Die Bahn in Aguascalientes ist wohl die schnellste der Welt. Das hat dazu beigetragen, dass wir eine gute Zeit und dem damit verbunden Deutschen Rekord gefahren sind.
Mit Ihrem Partner fahren Sie erst seit September 2013 zusammen. Wie klappt die Verständigung?
Mittlerweile sehr gut. Das gemeinsame Fahren muss man beim Tandem einfach üben. Das fängt mit dem synchronen Treten erst an. Wir trainieren ja meist auf der Straße. Da sage ich als Pilot an, ob gleich eine Kurve kommt oder ein Huckel, bei dem wir beide aus dem Sattel gehen sollten, wenn es nicht wehtun soll. Kai muss mir dabei vollkommen vertrauen. Kai sieht zwar auch, wenn ich aus dem Sattel gehe, aber wir sind mittlerweile so weit, dass er spürt, wenn ich das vorhabe.

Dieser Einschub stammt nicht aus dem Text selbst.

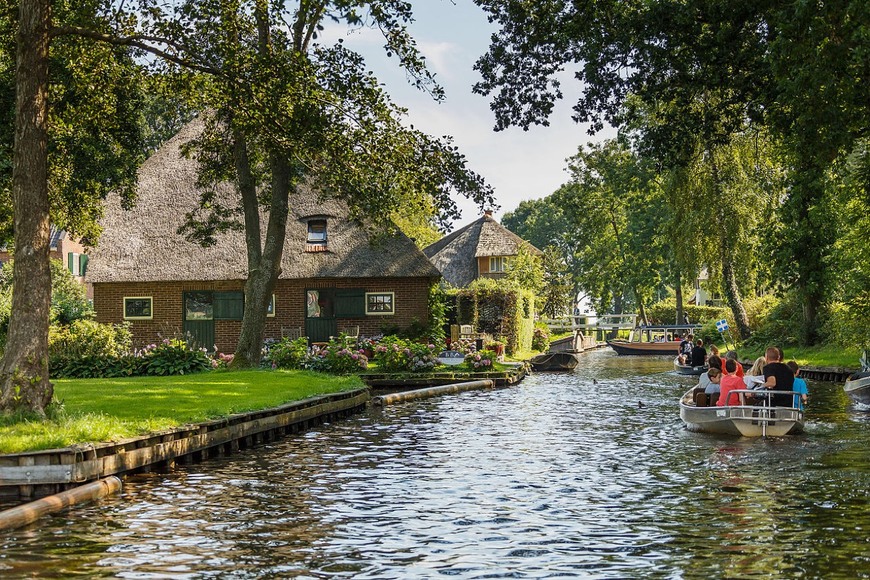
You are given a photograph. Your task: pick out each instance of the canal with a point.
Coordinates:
(586, 474)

Und wie steuert sich ein Tandem im Vergleich zum gewohnten Bahnrad?
Das ist etwas ganz anderes. Als Pilot muss ich das Rad ganz anders festhalten als auf meinem Solo-Bahnrad. Beim Steuern muss ich nun rund 90 Kilogramm Fahrer und Rad zusätzlich auspendeln, wenn wir aus dem Sattel gehen. Das habe ich anfangs vor allem in der Rückenmuskulatur gespürt.
Beim Wechsel zwischen Tandem und Einzel-Bahnrad muss ich mich jetzt tatsächlich kurz umgewöhnen. Wenn ich vom Tandem wieder auf das Solorad wechsele, dauert es erst mal ein paar Minuten, bis ich mich wieder komplett daran gewöhnt habe, alleine auf dem Rad zu sitzen. Da fährt man anfangs noch ganz schöne Schlenker.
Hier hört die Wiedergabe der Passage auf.